Protein is crucial for building and repairing muscles and bones to make hormones and enzymes (3). Proteins are made up of many building blocks, known as amino acids. Protein also helps repair and build your body’s tissues while driving metabolic reactions.

Why you would want to count macros

People oftentimes find general diets to be too constricting when it comes to food choice and selection. Not every person wants to sit down and eat chicken and broccoli for every meal. Some find that having a variety of “fun” or “junk food” options in their diet can provide them with a better chance of diet success.

Let’s say you want to lose 20 pounds for summer time, but don’t want to follow a strict diet. Counting macros can provide you with an avenue to achieve better weight loss success without eating only lean proteins and vegetables. By simply sticking to macronutrient and calorie goals, people will be able to not feel constricted or confined to an overly restrictive diet.

How to count macros

Counting macros can sound complex at the surface level, but actually can be more difficult than you think. There are several different ways of counting macros and calories.

One of the most common macronutrient ratios is 20% fat, 40% carbohydrate, and 40% protein.
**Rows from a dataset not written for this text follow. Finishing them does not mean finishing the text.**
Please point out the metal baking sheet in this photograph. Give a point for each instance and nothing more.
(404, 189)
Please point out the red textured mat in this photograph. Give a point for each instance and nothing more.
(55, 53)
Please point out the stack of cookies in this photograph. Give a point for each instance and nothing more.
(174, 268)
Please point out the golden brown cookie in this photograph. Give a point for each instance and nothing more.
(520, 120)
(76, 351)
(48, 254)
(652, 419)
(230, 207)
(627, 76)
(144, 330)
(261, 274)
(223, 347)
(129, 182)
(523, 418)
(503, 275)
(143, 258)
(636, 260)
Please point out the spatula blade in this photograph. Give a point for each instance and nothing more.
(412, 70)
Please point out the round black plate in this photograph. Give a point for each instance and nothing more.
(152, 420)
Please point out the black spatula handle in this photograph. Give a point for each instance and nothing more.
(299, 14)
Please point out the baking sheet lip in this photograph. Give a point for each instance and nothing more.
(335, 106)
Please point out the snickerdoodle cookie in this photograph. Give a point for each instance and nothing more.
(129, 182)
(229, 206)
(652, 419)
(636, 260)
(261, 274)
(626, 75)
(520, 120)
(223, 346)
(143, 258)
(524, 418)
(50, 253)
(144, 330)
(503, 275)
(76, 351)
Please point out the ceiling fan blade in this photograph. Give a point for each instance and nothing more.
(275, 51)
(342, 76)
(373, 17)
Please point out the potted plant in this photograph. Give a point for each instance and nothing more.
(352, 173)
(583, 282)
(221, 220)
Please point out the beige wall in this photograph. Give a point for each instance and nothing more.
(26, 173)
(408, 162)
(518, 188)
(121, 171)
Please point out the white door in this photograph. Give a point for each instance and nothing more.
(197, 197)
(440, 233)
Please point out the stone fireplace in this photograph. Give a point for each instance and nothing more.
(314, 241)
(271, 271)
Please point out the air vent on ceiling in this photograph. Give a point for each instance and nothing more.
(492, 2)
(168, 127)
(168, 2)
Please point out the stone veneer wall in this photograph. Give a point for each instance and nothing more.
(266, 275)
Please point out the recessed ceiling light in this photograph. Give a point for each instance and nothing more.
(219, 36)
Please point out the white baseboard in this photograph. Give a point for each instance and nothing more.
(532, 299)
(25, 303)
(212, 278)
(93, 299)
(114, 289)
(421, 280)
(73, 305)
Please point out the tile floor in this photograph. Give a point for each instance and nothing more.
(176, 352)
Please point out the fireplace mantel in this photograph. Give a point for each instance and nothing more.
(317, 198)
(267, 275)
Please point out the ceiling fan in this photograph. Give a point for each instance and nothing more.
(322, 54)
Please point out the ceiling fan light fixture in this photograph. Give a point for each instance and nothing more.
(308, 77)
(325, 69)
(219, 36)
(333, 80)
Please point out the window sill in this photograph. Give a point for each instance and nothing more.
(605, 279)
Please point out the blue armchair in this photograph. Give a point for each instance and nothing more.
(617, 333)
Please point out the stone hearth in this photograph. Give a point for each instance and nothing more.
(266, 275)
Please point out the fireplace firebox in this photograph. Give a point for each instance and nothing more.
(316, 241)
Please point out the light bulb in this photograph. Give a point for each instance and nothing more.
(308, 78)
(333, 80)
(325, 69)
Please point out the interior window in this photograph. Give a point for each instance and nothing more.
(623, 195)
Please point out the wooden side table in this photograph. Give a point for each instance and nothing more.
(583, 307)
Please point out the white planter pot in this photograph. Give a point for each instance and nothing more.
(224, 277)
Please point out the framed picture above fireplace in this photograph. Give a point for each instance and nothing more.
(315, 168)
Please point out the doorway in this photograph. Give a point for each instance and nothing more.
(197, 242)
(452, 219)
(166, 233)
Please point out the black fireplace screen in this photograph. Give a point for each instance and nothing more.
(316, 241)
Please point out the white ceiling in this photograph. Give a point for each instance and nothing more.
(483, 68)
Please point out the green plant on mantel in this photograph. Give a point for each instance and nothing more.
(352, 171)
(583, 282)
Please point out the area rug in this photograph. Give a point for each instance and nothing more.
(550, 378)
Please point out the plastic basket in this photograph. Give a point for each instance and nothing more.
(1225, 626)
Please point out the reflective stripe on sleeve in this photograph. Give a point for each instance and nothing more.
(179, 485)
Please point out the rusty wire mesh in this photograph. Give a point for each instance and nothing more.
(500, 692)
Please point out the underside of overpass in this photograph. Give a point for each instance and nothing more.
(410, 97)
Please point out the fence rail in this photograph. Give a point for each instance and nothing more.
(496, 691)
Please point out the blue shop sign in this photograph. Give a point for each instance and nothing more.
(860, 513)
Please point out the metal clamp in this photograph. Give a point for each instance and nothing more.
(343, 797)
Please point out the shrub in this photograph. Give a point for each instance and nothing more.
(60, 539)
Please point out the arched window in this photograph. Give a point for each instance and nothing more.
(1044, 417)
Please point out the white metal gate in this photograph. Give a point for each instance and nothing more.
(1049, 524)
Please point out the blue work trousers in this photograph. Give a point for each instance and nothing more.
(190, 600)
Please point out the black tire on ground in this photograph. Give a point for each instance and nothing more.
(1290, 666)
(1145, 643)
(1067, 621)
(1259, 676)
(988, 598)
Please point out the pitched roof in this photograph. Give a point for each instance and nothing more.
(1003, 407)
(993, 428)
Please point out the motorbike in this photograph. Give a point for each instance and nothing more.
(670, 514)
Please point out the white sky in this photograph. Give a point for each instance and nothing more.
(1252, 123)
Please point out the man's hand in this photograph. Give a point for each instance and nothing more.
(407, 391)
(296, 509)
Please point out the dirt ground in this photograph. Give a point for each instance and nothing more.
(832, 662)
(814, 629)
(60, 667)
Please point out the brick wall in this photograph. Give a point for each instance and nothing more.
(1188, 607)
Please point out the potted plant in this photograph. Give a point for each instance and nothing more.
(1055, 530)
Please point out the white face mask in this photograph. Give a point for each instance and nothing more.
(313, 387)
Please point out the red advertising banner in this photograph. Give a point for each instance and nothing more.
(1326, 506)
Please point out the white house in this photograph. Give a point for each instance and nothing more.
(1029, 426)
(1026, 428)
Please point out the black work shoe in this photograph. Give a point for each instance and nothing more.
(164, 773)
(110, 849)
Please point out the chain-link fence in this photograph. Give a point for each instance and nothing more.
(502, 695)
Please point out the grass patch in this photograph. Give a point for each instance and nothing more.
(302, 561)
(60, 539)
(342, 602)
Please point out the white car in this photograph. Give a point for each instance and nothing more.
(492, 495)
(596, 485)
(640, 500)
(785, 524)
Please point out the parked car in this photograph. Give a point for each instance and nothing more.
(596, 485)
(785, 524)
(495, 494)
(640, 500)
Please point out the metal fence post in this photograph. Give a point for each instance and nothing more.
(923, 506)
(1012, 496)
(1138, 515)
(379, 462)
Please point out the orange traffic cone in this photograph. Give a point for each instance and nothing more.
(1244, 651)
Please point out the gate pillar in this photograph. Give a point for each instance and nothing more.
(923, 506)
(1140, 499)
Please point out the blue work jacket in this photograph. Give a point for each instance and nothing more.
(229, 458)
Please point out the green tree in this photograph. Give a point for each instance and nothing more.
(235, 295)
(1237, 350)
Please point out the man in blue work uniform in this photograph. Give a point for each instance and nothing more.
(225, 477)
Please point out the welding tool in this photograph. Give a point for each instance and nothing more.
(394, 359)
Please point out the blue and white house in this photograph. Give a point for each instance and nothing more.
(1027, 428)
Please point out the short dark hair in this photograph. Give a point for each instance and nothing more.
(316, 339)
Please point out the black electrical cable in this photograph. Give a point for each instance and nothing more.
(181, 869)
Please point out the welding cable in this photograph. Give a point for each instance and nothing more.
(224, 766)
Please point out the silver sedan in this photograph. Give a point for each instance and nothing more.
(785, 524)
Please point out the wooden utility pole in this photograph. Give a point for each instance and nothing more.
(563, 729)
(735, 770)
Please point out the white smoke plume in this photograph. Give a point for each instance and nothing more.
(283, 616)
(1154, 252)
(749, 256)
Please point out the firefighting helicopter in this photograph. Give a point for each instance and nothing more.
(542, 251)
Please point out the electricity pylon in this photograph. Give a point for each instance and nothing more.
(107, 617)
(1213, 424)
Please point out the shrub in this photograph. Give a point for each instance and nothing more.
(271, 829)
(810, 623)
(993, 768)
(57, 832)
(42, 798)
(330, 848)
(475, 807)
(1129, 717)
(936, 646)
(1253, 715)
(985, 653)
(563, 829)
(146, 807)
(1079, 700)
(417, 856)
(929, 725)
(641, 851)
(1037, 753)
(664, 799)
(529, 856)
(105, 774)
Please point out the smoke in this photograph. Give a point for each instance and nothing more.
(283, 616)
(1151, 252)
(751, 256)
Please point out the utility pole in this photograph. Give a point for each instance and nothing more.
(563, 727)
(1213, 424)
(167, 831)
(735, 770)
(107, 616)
However, this ratio can fluctuate depending upon a person’s specific goals and plans. 

Here’s how to count macronutrients:

  • Fats: 9 calories per 1 gram of fat in the body
  • Carbs: 4 calories per 1 gram of carb in the body
  • Protein: 4 calories per 1 gram of carb in the body

  • To count macronutrients, simply take the number of grams of fat (9 calories x amount of fat), carbs (4 calories x amount of carbs), and protein (4 calories x amount of carbs) and add the total amount of calories together. The end result will provide you with your total amount of calories for the day.

    Your total calorie goals along with macronutrients will provide you with a blueprint diet to follow. As you plateau in your weight loss journey, simply adjust your macronutrients and lower them as needed. Eventually once you reach your end weight loss goals, you can reverse diet up to a maintenance amount that is sustainable long term.

    Dieting doesn’t have to be boring or mundane. If you’re searching for a sustainable diet that allows you to incorporate a variety of different foods in your diet, counting macros may be the right choice for you.